The warning has to be reasonable for its purpose. Intended and likely to reach the consumer, and to be understood. It's meant to fairly apprise consumers of the material risks.
There is nothing resembling a warning. That's fine if it's just regular lemonade. It seems to me to be positioned as basically regular lemonade and otherwise indistinguishable except for "charged," "# mg caffiene," and "natural ingredients."
This information seems inadequate based on the seriousness and likelihood of the material risk.
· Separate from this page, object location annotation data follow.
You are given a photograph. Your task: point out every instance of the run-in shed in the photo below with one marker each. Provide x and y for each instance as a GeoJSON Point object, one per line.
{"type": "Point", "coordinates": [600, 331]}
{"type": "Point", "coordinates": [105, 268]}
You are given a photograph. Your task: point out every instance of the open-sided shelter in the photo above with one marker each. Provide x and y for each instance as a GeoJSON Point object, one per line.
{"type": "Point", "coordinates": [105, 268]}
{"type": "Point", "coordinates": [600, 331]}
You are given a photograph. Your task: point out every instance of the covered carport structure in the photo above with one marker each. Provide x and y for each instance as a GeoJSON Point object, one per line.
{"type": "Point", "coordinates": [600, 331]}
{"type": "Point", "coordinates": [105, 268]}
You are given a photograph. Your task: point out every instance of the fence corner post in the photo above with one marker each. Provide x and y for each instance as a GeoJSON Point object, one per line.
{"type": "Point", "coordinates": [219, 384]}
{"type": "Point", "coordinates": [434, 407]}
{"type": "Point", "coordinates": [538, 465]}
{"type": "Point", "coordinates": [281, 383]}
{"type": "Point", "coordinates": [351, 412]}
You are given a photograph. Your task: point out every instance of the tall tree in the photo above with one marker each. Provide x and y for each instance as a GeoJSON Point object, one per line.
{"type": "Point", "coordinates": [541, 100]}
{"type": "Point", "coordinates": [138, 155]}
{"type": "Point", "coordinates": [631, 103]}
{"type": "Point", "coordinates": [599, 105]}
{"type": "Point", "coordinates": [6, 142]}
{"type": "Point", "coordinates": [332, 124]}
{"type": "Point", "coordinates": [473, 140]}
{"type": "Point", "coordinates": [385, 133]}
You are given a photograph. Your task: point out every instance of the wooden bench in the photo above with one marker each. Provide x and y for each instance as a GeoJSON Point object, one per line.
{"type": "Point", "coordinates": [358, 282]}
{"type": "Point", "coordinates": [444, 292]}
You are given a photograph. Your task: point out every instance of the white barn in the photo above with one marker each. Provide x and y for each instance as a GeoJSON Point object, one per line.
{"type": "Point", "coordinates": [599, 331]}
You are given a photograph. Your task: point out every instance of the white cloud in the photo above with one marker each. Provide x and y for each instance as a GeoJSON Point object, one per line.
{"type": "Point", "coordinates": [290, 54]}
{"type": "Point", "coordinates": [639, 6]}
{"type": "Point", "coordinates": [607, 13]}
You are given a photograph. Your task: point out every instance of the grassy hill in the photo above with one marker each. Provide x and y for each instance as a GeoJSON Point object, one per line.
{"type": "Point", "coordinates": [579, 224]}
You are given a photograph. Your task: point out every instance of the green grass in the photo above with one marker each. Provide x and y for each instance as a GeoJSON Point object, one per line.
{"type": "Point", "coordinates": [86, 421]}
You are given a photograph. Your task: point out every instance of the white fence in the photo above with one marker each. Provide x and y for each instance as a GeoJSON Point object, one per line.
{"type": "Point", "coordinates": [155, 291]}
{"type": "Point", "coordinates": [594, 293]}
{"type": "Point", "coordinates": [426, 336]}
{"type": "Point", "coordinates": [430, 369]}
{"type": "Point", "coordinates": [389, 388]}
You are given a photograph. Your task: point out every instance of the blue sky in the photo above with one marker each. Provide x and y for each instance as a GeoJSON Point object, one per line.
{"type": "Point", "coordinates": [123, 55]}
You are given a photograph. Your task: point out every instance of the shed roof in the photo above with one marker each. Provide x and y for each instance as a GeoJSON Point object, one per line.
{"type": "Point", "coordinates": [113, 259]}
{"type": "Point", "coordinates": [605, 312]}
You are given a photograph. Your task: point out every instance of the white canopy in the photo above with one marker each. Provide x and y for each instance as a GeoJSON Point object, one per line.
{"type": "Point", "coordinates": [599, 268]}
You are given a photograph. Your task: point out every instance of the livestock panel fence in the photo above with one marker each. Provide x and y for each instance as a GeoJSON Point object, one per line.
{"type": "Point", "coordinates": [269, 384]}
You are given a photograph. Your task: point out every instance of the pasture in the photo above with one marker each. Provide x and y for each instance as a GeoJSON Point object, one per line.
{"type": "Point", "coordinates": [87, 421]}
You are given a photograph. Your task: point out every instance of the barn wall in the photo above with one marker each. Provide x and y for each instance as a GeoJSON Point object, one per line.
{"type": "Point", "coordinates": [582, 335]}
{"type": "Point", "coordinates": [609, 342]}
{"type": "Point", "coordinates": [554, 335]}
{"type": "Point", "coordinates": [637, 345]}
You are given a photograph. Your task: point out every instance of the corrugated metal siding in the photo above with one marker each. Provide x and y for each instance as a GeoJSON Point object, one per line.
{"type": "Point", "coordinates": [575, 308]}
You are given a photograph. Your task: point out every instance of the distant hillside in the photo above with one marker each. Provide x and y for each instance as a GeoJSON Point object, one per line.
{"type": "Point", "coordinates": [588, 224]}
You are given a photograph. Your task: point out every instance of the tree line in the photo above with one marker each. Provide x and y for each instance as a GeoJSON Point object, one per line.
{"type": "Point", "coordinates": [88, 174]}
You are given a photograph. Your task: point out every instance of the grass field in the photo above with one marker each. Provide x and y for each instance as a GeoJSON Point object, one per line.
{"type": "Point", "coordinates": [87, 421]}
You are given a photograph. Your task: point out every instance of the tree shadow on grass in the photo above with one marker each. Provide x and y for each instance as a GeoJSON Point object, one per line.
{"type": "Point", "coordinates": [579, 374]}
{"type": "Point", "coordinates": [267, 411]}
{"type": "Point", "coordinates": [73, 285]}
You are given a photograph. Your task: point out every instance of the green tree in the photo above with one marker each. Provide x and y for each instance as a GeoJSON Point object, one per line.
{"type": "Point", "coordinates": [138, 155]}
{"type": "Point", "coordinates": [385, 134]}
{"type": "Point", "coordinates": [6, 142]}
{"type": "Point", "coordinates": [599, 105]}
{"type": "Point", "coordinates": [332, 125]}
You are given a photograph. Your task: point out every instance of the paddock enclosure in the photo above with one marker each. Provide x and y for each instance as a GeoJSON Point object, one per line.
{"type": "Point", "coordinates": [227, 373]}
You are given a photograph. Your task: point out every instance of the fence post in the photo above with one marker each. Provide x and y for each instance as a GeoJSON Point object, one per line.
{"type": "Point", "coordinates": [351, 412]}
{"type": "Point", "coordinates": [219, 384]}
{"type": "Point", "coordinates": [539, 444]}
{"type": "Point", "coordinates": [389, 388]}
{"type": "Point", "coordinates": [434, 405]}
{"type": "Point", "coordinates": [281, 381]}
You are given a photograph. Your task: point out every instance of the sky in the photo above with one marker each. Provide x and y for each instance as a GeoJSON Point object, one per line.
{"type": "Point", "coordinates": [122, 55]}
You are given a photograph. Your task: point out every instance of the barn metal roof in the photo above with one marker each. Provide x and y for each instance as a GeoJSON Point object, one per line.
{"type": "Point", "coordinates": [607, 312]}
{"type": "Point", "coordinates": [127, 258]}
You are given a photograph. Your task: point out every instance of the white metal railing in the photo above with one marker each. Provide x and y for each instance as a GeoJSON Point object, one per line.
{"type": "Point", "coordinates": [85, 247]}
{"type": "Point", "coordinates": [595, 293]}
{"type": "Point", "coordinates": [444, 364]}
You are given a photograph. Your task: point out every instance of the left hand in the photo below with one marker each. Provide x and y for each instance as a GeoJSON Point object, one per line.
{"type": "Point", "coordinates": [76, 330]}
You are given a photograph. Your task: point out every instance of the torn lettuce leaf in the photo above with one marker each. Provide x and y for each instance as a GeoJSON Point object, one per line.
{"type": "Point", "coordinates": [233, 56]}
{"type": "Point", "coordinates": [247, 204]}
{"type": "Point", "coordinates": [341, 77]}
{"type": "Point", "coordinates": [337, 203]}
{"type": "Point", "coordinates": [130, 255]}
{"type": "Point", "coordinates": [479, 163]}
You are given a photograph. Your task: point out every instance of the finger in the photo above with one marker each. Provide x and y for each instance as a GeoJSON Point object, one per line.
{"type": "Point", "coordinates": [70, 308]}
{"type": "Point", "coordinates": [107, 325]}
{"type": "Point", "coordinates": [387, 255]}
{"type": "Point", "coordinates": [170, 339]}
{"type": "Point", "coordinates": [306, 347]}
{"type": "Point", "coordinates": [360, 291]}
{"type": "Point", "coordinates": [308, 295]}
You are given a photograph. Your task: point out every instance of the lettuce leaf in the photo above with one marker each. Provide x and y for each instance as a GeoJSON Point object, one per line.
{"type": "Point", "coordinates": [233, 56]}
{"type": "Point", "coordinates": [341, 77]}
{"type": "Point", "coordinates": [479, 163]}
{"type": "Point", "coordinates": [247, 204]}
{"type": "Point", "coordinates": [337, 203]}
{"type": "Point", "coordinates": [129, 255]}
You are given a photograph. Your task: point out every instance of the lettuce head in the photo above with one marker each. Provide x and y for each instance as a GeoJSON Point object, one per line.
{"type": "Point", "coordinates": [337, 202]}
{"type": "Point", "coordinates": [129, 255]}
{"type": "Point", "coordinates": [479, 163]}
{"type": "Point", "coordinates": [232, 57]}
The girl's condition is apparently pretty common, the seriousness of the danger is deathly, and the likelihood that consumers in the girl's position are as likely as not to understand the danger. More is required.
The average consumer does not know about dosages of caffeine in milligrams, and possible side effects. The labeling seems hardly likely to inform a consumer that one glass of lemonade they are about to drink is the equivalent of drinking three cups of coffee. Who the fuck puts caffiene into lemonade? Is it even lemonade?
Edit: speech to text has gotten worse lately. Also, I have to wonder whether anyone asked for this product? I wonder what the focus groups said. Did they even do them? The more I think of this the worse the idea seems.
The sign says outright that it has as much caffeine as coffee. If drinking an amount of coffee would be too much, drinking that much charged lemonade would be roughly equally too much.
Also, apparently she had a medical condition that meant she shouldn't be consuming large amounts of caffeine. And she ordered and consumed a large amount of caffeine. That's what killed her.
This is akin to arguing that a restaurant is responsible if someone with a shellfish allergy orders the shrimp.
More than you get from one lemonade, for a healthy person. Not much less than the FDA recommended maximum per day if we're talking about the largest size, but the gap between "maximum recommended" and overdose is a reasonable bit. If you've ever known someone to drink more than four cups of coffee, or as many energy drinks (or as few as 2 for certain brands), you've known someone who exceeded the recommended maximum. You have to go a fair bit past it to have acute issues if you are otherwise healthy.
If you have a medical condition that restricts your diet, it is on you to know what you can and cannot have and on the restaurant to make it clear when something unexpected might contain the thing. I'd argue Panera, by analogizing the amount of caffeine to an equivalent volume of coffee and also giving the explicit numerical amount in each size the drink was offered in did that.
Imagine someone suing a restaurant because they ordered a dish that contains shellfish and they have a shellfish allergy. The menu spelled out that it contained shrimp, but how is anyone supposed to know that shrimp is shellfish?
180mg/L of blood. How much this requires ingesting is not well studied, but based on known cases is at least 5g, possibly 10g or more for a typical adult. FDA recommended maximum is 400mg.